Aspectos mejorables (en el uso real)
- No basta con “cambiar y ya”: en fallos reales, he tenido que dedicar tiempo a revisar cableado, conectores y conducciones/tomas por donde llega la señal de presion. Si esta parte queda sucia, fisurada u obstruida, el sensor nuevo puede seguir midiendo “mal” y el problema no desaparece.
- Posible necesidad de offset/reaprendizaje: si el coche lo pide, hay que hacerlo con diagnostico y borrar fallos para que el sistema reinicie la estrategia con datos de referencia correctos.
- Atencion a fugas: en algunos diagnosticos, una fuga en el escape puede provocar codigos y sintomas relacionados, asi que conviene inspeccionar antes de condenar el sensor.

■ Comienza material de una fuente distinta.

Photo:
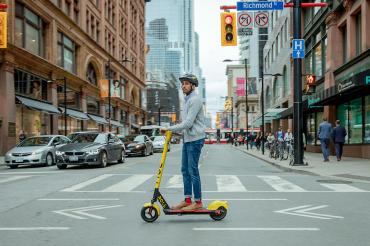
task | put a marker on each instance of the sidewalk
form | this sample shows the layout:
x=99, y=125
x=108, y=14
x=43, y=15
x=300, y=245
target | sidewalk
x=348, y=168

Como comparativa generica con alternativas del mercado: normalmente hay diferencias de precio, y en piezas de lectura de presion la calidad se nota mas por consistencia a largo plazo y por el estado del conector/conduccion en el montaje. En vez de ir a lo mas barato, yo priorizo que sea equivalente real en referencia y que el acabado del conector no sea “flojo” o con holguras. No hace falta pagar mas por marca si la especificacion OEM coincide, pero si hay diferencias en el ajuste o en la rigidez del cableado, a la larga te lo cobra el propio DPF con mas regeneraciones.
Veredicto del experto
Para un Ford 1.6 con DPF que tenga sintomas de regeneraciones anormales, avisos y perdida de sensacion de motor, el FW93-5L200-AA es una sustitucion con sentido cuando el sistema ha descartado conexiones, cableado y obstrucciones. Yo lo considero una pieza “cruzada” que funciona bien si el montador hace el trabajo completo: conector en condiciones, conducciones sin hollin y, cuando toque, programacion de offset.